Building a Simple Streaming Data Platform

Insights on streaming data are key in a number of industries — for example:

Chris Pike

12 Feb 2025 — 14 min read

Platform Components

Insights on streaming data are key in a number of industries — for example:

Trading and fraud detection in finance
Deriving insights about website traffic and social media engagement in online marketing
Performing realtime price optimization and inventory management in retail
Plus many other uses in these and other industries

Most data engineering tools are focused primarily on batch processing, leaving the streaming space as a smaller, but growing ecosystem.

I’m going to walk through an example of standing up core components of a streaming analytics platform including ingestion, data warehousing, observability, and an analytics tool. These provide some of the most visible components of a platform. In another article I’ll add on some of the key components for scaling and ongoing support of the platform.

If you’d like to follow along you can go to Github and grab the source code and configurations I use, along with detailed, but much more terse instruction on how to get everything working.

Ingestion

Before we can start performing analytics on our data, we need to get it into the system. In the world of batch data, we are spoiled for choice — Airbyte, Fivetran, Stitch, Meltano, and so on, each with a different set of tradeoffs. Most are quite straightforward to install and work with, to the point where they are useable by people with very limited technical depth.
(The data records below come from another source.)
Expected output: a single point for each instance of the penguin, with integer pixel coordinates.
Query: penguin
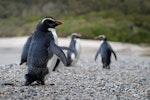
(73, 52)
(39, 49)
(105, 50)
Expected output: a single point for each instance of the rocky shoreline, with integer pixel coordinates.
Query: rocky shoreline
(128, 79)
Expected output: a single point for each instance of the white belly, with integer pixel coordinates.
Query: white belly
(53, 60)
(78, 48)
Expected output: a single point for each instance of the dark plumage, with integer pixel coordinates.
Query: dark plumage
(105, 50)
(75, 46)
(73, 51)
(39, 48)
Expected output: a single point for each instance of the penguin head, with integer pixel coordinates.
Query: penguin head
(76, 35)
(48, 22)
(101, 37)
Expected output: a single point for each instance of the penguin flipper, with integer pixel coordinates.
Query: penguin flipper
(114, 54)
(58, 51)
(96, 55)
(69, 49)
(56, 65)
(25, 50)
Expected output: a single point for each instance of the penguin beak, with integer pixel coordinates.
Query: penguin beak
(58, 22)
(79, 35)
(96, 38)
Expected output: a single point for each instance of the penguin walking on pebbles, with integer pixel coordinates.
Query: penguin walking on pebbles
(39, 49)
(74, 51)
(105, 50)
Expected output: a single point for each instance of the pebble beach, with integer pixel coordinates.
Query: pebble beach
(127, 79)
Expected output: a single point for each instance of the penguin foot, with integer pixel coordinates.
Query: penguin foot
(108, 67)
(41, 82)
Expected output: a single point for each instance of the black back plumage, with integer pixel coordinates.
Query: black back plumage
(105, 50)
(40, 47)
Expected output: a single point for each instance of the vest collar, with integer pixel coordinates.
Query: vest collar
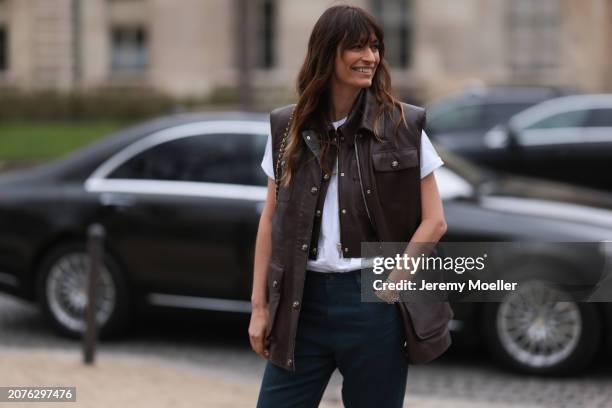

In the streaming world our choices are more limited, though there are certainly good choices as well, such as Striim, Estuary, Databricks, Redpanda, Bento, and Flink. These solutions tend to be either proprietary or relatively complex. Due to the closed nature or complexity of the available solutions I’ve rolled my own for the purpose of this demo, with the goal of being simple and extensible rather than a full blown production solution, for which I would use one of the above. If you are interested in how I built ingestion you can find it here, under MIT license. The key takeaway is that it is easy to configure and run but lacks the delivery guarantees, backpressure handling, message configurability and resiliency of a production solution.

Data Warehouse

The next basic component of a data platform is a place to store the data. Again, in the world of batch-centric solutions we have many choices. In the streaming world, one key difference limits our available choices — the ability to handle ingestion of a large volume of data with low latency. I’m going to use Clickhouse since it is an incredibly fast data warehousing solution designed to handle streaming data well. It also handles batch data very effectively and is straightforward to work with at a small scale. Other possible choices would have been Druid, Pinot, Postgres with Timescale, or Databricks.

Installing Clickhouse

Assuming you have Docker installed (I’m using Docker Desktop on my MacBook), installing the container is by far the easiest option.

To start, just run:

docker pull clickhouse/clickhouse-server:latest 
docker run -d \ 
    --name clickhouse-server \ 
    -p 8123:8123 \ 
    -p 9000:9000

However, the danger of doing it this way is that none of the data is persisted to your local machine. When I run this, I tweak the above slightly:

docker run -d \ 
    --name clickhouse-server \ 
    --ulimit nofile=262144:262144 \ 
    -p 8123:8123 \ 
    -p 9000:9000 \ 
    -v $HOME/clickhouse/data:/var/lib/clickhouse \ 
    -v $HOME/clickhouse/config/clickhouse-server:/etc/clickhouse-server \ 
    -v $HOME/clickhouse/logs:/var/log/clickhouse-server \ 
    clickhouse/clickhouse-server:latest

It requires a bit more work as I must create the directories and configs, but it means that all of the config and data is stable.

Once you’ve done this, you should have a Clickhouse server running locally. You can verify by running Clickhouse client:

docker exec -it clickhouse-server clickhouse-client

If you see the Clickhouse prompt, then your Clickhouse server is running and accessible.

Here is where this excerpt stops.